Multiple Threat Actors Abuse Ngrok in Their Own Style

Cybercriminals have been using ngrok—a cross-platform application to expose local development servers to the internet, for malicious purposes for years now. Recently, an organization was targeted by a keylogger, where malicious actors installed a copy of the ngrok tool to obtain specific details about the environment.

What happened?

A recent analysis by Trend Micro provided some insights into how hackers may be using this tool in active malicious campaigns.
  • Recently, threats actors were seen using ngrok to expose several machines within the victim’s networks, making them visible to the outside world.
  • It is believed that the attackers had three requirements: ngrok installed on the internal machine; an administrator account; and the ngrok server domain and port, already in place.
  • Since the attacker had the knowledge of the ngrok-assigned public address, it could connect to the compromised system at any time.

Why do cybercriminals use it?

The service can be abused by threat actors to get unauthorized access to the targeted network, download payloads, exfiltrate credit card data, and crafting unique URLs.
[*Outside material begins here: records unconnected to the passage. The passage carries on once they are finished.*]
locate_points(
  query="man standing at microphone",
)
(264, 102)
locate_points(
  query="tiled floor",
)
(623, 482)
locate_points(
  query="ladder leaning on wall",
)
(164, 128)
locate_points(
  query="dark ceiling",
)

In addition, the tunneling service allows cybercriminals to evade detection. It can generate random URLs, making it harder to track, detect, or block.

Recent attacks using the ngrok tool

  • Recently, an Iran-based APT Pioneer Kitten was found selling network credentials of corporates on hacker forums. The group is known for its regular use of ngrok.
  • Last month, Fox Kitten was observed attacking the US private and government sector. The group is known for using ngrok to target on-premise BIG-IP devices.

What to do?

Organizations must be aware of ngrok and other tunneling services, as these services can be abused by hackers. Experts suggest that organizations using tunneling services should have a secure authorization mechanism for every access level, and its setup should include approval from security teams. In addition to this, the tunnel should be password-protected and IP whitelisting should be enabled.